[quote=Hobie][quote=zk][quote=Hobie]Bad economy helps elect a non-incumbent. That is my point.[/quote]
So you have no evidence, then? You just made a wild assumption and you’re convinced of it until convinced otherwise?[/quote]
Why don’t we hear of any flu statistics? Why is there not a side by side comparison of number of flu vs. corona stats? Just sayin'[/quote]
Just sayin’ what? That you can’t come up with any reasonable responses to what I said so you completely change the subject?
Ok.
If flu stats and covid stats were understood by the general public the way they’re understood by scientists, you wouldn’t want them to be hearing about them.
I wrote this on another thread:
When comparing Covid-19 death rate with influenza death rate, virtually everybody (including me) has been using a 0.1% death rate for the flu.
0.1% is actually the case fatality rate for the flu, not the infection fatality rate for the flu.
“Case fatality rate” means deaths per confirmed case. “Infection fatality rate” means deaths per actual infection. Because we don’t test everybody for these infections, the infection fatality rate can only be estimated. Also, the case fatality rate will necessarily be higher than the infection fatality rate.

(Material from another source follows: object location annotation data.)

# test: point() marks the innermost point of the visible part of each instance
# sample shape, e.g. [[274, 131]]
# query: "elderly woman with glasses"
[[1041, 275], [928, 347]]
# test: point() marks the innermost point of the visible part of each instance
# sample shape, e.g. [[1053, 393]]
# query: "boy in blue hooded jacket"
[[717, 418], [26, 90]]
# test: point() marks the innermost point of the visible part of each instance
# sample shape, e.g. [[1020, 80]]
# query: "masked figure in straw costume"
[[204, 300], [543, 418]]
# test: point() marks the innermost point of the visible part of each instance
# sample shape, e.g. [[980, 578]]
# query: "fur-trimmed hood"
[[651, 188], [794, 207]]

Technically, the case fatality rate for Covid-19 is some very-high number (because we test so few people) that means nothing right now. But the estimated infection fatality rate of Covid-19 seems to be around 0.5% to 0.8%. The infection fatality rate of influenza is estimated between 0.025% and 0.05%.
That makes infection with the novel coronavirus somewhere between 10 and 32 times deadlier than infection with an influenza virus.
And don’t forget, it’s also wildly more contagious than influenza.
If we compare, for instance, the number of people who died in the United States from COVID-19 in the second full week of April to the number of people who died from influenza during the worst week of the past seven flu seasons (as reported to the CDC), we find that the novel coronavirus killed between 9.5 and 44 times more people than seasonal flu. In other words, the coronavirus is not anything like the flu: It is much, much worse.
Remember, there were lock downs in place a lot of places during that time frame for covid. But not for influenza during its worst week of the last 7 years. There obviously would have been far more deaths from covid than during that week without the lock downs. So it’s possible the numbers are even worse than that.